During the testing phase of Gagliano's experiment, the pea seedlings were placed in different Y-pipes and exposed to the fan alone. Their direction of growth was subsequently recorded. The 'correct' response by the seedlings was deemed to be growing into the arm where the light was "predicted" from the previous day. The majority of plants in both experimental conditions grew in a direction consistent with the predicted location of light based on the position of the fan the previous day.^[33] For example, if the seedling was trained with the fan and light coming down the same arm of the Y-pipe, the following day the seedling grew towards the fan in the absence of light cues despite the fan being placed in the opposite side of the Y-arm. Plants in the control group showed no preference to a particular arm of the Y-pipe. The percentage difference in population behavior observed between the control and experimental groups is meant to distinguish innate phototropism behavior from active associative learning.^[33]
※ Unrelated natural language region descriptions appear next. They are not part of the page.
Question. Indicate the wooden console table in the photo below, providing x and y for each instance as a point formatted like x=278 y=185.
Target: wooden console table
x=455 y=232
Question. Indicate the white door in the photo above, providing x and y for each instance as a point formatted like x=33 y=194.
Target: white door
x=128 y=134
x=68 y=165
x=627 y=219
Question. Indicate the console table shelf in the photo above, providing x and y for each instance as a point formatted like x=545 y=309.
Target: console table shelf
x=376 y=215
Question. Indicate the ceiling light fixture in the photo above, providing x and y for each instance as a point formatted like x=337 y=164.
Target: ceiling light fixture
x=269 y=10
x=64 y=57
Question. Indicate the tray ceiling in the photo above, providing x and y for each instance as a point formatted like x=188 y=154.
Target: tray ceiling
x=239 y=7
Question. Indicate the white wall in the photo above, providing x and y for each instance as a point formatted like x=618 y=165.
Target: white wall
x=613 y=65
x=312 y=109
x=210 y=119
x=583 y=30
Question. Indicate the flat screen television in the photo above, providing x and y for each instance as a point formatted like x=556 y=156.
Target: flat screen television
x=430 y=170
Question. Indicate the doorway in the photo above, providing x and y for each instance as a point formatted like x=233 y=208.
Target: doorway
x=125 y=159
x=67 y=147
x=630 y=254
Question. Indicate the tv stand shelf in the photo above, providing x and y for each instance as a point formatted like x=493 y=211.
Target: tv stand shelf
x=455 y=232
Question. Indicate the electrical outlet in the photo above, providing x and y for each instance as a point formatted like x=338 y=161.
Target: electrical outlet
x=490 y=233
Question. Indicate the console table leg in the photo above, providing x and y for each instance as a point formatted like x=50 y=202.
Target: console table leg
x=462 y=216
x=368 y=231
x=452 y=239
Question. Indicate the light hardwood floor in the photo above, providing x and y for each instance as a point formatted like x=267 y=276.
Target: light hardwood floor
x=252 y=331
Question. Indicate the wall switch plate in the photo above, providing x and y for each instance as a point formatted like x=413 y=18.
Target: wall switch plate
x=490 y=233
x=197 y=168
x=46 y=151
While the physiological mechanism of associative learning in plants is not known, Telewski et al. describes a hypothesis that describes photoreception as the basis of mechano-perception in plants.^[100] One mechanism for mechano-perception in plants relies on MS ion channels and calcium channels. Mechanosensory proteins in cell lipid bilayers, known as MS ion channels, are activated once they are physically deformed in response to pressure or tension. Ca2+ permeable ion channels are "stretch-gated" and allow for the influx of osmolytes and calcium, a well-known second messenger, into the cell. This ion influx triggers a passive flow of water into the cell down its osmotic gradient, effectively increasing turgor pressure and causing the cell to depolarize.^[100] Gagliano hypothesizes that the basis of associative learning in Pisum sativum is the coupling of mechanosensory and photosensory pathways and is mediated by auxin signaling pathways. The result is directional growth to maximize a plant's capture of sunlight.^[33]


Gagliano et al. published another paper on habituation behaviors in the mimosa pudica plant whereby the innate behavior of the plant was diminished by repeated exposure to a stimulus.^[19] There has been controversy around this paper and more generally around the topic of plant cognition. Charles Abrahmson, a psychologist and behavioral biologist, says that part of the issue of why scientists disagree about whether plants have the ability to learn is that researchers do not use a consistent definition of "learning" and "cognition".^[101] Similarly, Michael Pollan, an author, and journalist, says in his piece The Intelligent Plant that researchers do not doubt Gagliano's data but rather her language, specifically her use of the term "learning" and "cognition" with respect to plants.^[102] A direction for future research is testing whether circadian rhythms in plants modulate learning and behavior and surveying researchers' definitions of "cognition" and "learning".